- Map of Grafton County in northwestern New Hampshire with NH 175 highlighted in red

Route information
- Maintained by NHDOT
- Length: 25.261 mi (40.654 km)

Major junctions
- South end: US 3 / NH 25 in Holderness
- North end: US 3 in Woodstock

Location
- Country: United States
- State: New Hampshire
- Counties: Grafton

Highway system
- New Hampshire Highway System; Interstate; US; State; Turnpikes;
| ← NH 171 |  | → I-193 |

= New Hampshire Route 175 =

State highway in Grafton County, New Hampshire, US

New Hampshire Route 175 (NH 175) is a state highway in the U.S. state of New Hampshire. The highway runs north 25.261 mi from an intersection in Holderness with U.S. Route 3 and New Hampshire Route 25 to an intersection with US 3 in Woodstock.

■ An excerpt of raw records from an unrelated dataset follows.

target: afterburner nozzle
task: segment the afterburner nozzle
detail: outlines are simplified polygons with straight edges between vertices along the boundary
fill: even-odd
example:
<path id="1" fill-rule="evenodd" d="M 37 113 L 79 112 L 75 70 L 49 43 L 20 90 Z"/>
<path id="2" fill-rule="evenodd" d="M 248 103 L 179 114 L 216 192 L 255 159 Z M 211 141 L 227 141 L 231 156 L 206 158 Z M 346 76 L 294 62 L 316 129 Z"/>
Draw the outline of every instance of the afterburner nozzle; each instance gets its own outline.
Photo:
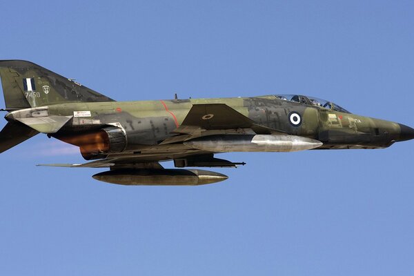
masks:
<path id="1" fill-rule="evenodd" d="M 398 124 L 401 130 L 400 132 L 400 138 L 397 141 L 407 141 L 414 139 L 414 129 L 402 124 Z"/>

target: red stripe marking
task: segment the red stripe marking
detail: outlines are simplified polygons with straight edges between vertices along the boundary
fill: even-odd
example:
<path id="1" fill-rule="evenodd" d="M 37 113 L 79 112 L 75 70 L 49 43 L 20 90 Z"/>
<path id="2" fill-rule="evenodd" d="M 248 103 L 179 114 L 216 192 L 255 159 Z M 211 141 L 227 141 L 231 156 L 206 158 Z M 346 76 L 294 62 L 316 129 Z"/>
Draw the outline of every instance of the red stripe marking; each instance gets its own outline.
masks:
<path id="1" fill-rule="evenodd" d="M 164 106 L 164 108 L 166 109 L 166 111 L 168 112 L 168 113 L 170 113 L 171 115 L 171 116 L 172 116 L 172 118 L 174 118 L 174 121 L 175 122 L 175 126 L 178 128 L 179 125 L 178 125 L 178 121 L 177 121 L 177 117 L 175 117 L 175 115 L 174 115 L 174 113 L 172 113 L 171 111 L 170 111 L 168 110 L 168 108 L 167 107 L 167 105 L 166 104 L 166 103 L 164 102 L 163 100 L 160 99 L 159 101 L 161 101 L 161 103 L 162 103 L 163 106 Z"/>

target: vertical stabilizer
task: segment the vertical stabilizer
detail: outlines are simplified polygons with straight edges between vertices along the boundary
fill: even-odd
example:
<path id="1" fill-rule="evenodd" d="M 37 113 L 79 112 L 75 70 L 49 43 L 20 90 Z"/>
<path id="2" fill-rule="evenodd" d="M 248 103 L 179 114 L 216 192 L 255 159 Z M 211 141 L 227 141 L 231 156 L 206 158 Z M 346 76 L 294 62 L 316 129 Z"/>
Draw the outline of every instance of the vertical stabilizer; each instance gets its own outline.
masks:
<path id="1" fill-rule="evenodd" d="M 0 77 L 8 109 L 66 102 L 113 101 L 30 61 L 0 61 Z"/>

NH 175 is a minor highway that parallels US 3 and Interstate 93 through the valley of the Pemigewasset River. NH 175 has a secondary spur road, NH 175A, which connects it to downtown Plymouth.

==Route description==
NH 175 begins at an intersection with US 3 and NH 25 (Daniel Webster Highway) at Little Squam Lake in the town of Holderness. The state highway heads north and then west through a hilly area where it briefly passes through the town of Ashland before returning to Holderness. NH 175 enters the valley of the Pemigewasset River and passes by the historic Trinity Church and near the Holderness School and the Chapel of the Holy Cross. North of the school and churches, the highway meets the eastern end of its spur into Plymouth and Plymouth State University, NH 175A. NH 175 continues north parallel to the river and I-93 and US 3, which follow the opposite, right bank of the river, into the town of Campton. The highway crosses the Beebe River and parallels the Mad River to its bridge over the river immediately to the south of the highway's junction with NH 49. NH 175 passes through the town of Thornton and its name becomes Eastside Road on entering the town of Woodstock. The highway passes under I-93, has two crossings of the Pemigewasset River, and intersects Tripoli Road, which has a diamond interchange with I-93 immediately to the east. NH 175 has an oblique grade crossing of the Hobo Railroad before crossing the river a third time on a truss bridge and reaching its northern terminus at US 3 (Daniel Webster Highway) just south of the community of North Woodstock.

==Major intersections==

| Location | mi | km | Destinations | Notes |
| Holderness | 0.000 | 0.000 | US 3 / NH 25 (Daniel Webster Highway) – Ashland, Meredith | Southern terminus |
| 4.713 | 7.585 | NH 175A to I-93 – Plymouth | Exit 25 on I-93 |
| Campton | 12.765 | 20.543 | NH 49 – Waterville Valley |  |
| Woodstock | 22.689 | 36.514 | Tripoli Road to I-93 | Exit 31 on I-93 |
| 25.261 | 40.654 | US 3 (Daniel Webster Highway) – Littleton, Plymouth | Northern terminus |
1.000 mi = 1.609 km; 1.000 km = 0.621 mi

==Suffixed route==

New Hampshire Route 175A (NH 175A) is a 0.806 mi spur route of NH 175 in the towns of Plymouth and Holderness. The highway begins as the east leg of a roundabout in downtown Plymouth, which is dominated by the campus of Plymouth State University. The north and south legs of the roundabout consist of Main Street, which carries US 3 and NH 25; the west leg is town-maintained High Street. NH 175A has a grade crossing of a railroad and crosses over the Pemigewasset River into Holderness. The highway passes through the athletic complex of the university before reaching its four-ramp partial cloverleaf interchange with I-93. East of I-93, NH 175A has its eastern terminus at NH 175.